Seeking for advise on usage MySQL together with MongoDB

149 views
Skip to first unread message

Artie

unread,
Dec 5, 2014, 12:56:57 PM12/5/14
to django...@googlegroups.com
Good day, Community,

I'm looking for advise on MySQL & MongoDB usage so please let me take your time to describe the situation.

I came to work on e-commerce shop of electrical components with about 10 millions of products. Now all of it stored in awful structure of tables in MySQL. Products stored in 10 small tables, each of them represents individual manufacturer of products and 1 generalized table, where all 10 millions of goods is stored. Those big table serves Sphinx search to implement search on site.
All these products being crawled from several APIs and sites on web, so this shop is kind of authorized reseller in our region.

The case is that we have to update all products daily and  parsing with updating of products takes very long time.

I have an idea to start using MongoDB to update and store products and as I think it might take less time than same in MySQL. First question: Am I correct with this statement?

Browsing web I've found that some recommend using pymongo, avoiding django rather than mongodb for django. So for your opinion is this statement correct?

Also it will be highly highly appreciated if you can share your personal use experience with MongoDB and any information you think be useful.

Thank you in advance

Russell Keith-Magee

unread,
Dec 6, 2014, 12:27:18 AM12/6/14
to Django Users
Hi Artie,

Can I make an alternate suggestion? Get a real database.

In all honesty, I've never heard anyone in the Django community express a deep love of MySQL or MongoDB. I know people who use MySQL, but when they admit that, they say "Yeah, I know, but the customer required it" or "Yeah, I know, but at the time we started it was the only thing Amazon supported". As for MongoDB, the sentiment is usually "... and that was our first mistake.".
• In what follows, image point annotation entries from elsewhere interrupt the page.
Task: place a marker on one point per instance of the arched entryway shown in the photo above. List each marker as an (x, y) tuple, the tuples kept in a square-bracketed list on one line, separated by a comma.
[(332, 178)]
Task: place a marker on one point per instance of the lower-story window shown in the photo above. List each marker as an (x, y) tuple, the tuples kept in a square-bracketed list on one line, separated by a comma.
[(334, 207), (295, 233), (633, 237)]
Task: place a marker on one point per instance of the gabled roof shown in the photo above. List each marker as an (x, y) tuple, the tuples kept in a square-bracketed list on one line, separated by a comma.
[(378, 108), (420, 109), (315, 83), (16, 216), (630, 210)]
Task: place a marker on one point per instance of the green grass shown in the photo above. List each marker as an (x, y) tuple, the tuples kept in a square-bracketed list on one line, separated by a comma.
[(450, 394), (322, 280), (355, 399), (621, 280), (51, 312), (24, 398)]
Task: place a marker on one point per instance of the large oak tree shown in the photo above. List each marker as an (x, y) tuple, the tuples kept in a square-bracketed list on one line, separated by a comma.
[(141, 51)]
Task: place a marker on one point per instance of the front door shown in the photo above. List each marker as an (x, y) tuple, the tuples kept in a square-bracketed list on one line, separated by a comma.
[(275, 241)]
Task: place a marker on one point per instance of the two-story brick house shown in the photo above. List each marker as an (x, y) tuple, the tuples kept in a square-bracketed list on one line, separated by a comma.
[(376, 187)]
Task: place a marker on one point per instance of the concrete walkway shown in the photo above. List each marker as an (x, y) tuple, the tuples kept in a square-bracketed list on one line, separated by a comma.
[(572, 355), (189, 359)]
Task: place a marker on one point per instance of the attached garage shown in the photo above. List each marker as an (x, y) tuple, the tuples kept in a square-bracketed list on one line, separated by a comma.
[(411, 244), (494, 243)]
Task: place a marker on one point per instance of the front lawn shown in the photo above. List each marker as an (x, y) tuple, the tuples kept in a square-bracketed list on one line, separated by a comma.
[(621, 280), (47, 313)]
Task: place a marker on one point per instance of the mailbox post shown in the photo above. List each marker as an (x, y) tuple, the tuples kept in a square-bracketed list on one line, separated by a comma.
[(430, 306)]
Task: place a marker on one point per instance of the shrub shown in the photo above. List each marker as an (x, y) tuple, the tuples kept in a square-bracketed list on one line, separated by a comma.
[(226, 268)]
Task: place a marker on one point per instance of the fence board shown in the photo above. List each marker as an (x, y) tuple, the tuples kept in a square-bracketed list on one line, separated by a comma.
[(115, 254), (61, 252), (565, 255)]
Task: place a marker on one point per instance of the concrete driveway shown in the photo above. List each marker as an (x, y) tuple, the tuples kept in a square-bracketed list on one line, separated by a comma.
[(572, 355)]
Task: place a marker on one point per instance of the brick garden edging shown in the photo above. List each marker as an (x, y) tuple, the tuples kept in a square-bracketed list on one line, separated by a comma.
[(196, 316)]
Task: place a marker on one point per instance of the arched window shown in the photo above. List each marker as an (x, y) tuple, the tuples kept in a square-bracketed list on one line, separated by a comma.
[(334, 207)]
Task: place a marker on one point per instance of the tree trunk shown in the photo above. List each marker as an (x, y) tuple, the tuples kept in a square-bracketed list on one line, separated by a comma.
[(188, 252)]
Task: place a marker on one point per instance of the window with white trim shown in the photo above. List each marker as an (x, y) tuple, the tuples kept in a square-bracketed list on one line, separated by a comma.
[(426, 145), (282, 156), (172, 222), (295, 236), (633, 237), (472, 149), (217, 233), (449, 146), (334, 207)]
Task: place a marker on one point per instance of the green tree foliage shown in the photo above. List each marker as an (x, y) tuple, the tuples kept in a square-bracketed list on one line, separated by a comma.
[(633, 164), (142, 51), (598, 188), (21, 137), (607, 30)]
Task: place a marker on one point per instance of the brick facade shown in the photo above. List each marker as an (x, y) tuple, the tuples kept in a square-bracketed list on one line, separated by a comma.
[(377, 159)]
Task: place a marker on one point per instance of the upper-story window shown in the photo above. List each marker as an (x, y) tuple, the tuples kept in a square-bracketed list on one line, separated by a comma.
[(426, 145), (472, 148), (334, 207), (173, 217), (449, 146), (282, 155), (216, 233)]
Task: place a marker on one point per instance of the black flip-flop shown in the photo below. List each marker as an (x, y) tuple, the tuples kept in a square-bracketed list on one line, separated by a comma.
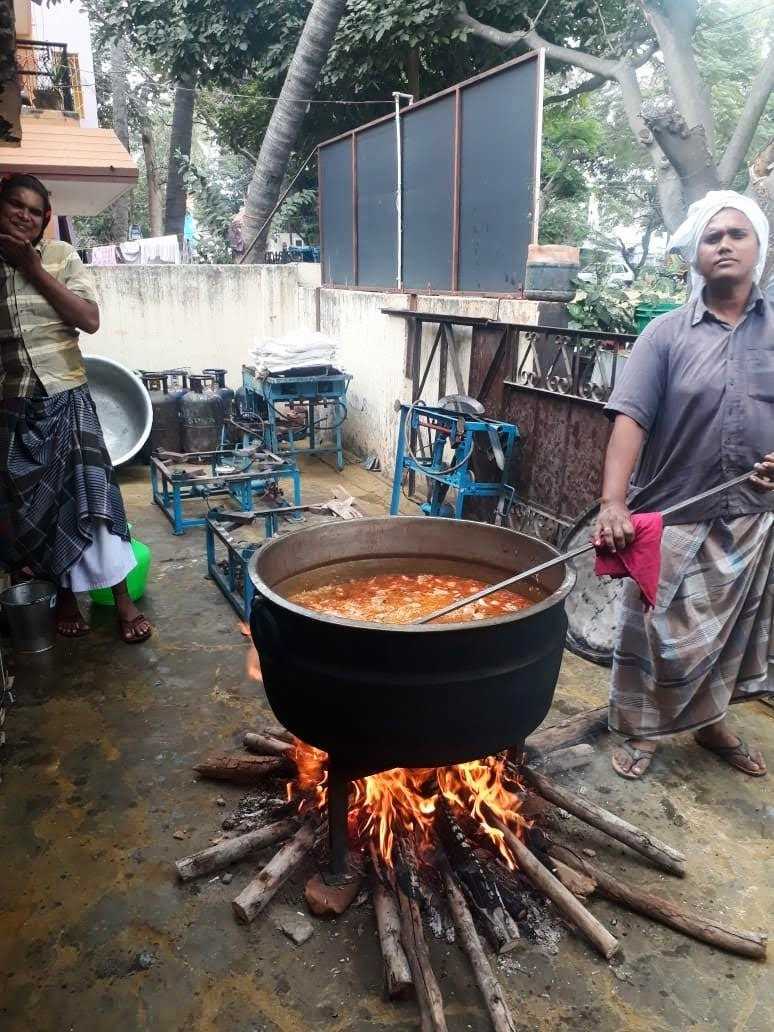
[(742, 750), (131, 626)]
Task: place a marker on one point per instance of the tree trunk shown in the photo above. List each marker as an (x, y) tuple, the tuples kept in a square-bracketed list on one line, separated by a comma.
[(155, 204), (762, 190), (311, 54), (119, 87), (180, 148), (10, 99)]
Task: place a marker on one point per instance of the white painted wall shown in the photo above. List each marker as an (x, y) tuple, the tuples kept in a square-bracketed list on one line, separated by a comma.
[(198, 316), (160, 317), (66, 22)]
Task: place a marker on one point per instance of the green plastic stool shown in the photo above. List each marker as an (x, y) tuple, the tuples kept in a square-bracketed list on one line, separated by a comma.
[(135, 582)]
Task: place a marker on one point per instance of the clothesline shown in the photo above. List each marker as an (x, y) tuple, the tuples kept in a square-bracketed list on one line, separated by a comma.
[(153, 251)]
Personally - I have very little time for MySQL. It gets a number of key design decisions wrong (for example, InnoDB's implementation of row referential integrity is *demonstrably* incorrect). It has some default behaviours that beggar belief (e.g., on MyISAM, by default, a row with a "WHERE field IS NULL" clause that matches no results, and the previous statement was an insert, the query will not return no results, but the primary key of the last row inserted. By design [1][2]). And MySQL's usage of indexes is woefully naïve - to the point where "performance optimising for MySQL" often means "Roll out the results of an inner query and pass them in as arguments, rather than just using a subquery".


And then you have MongoDB - a database that exists, as far as I can make out, to overcome the deficiencies in MySQL. If you'd just started with a real database, you wouldn't have hit the problems with MySQL, and you wouldn't have to go looking for an exotic solution to overcome those problems.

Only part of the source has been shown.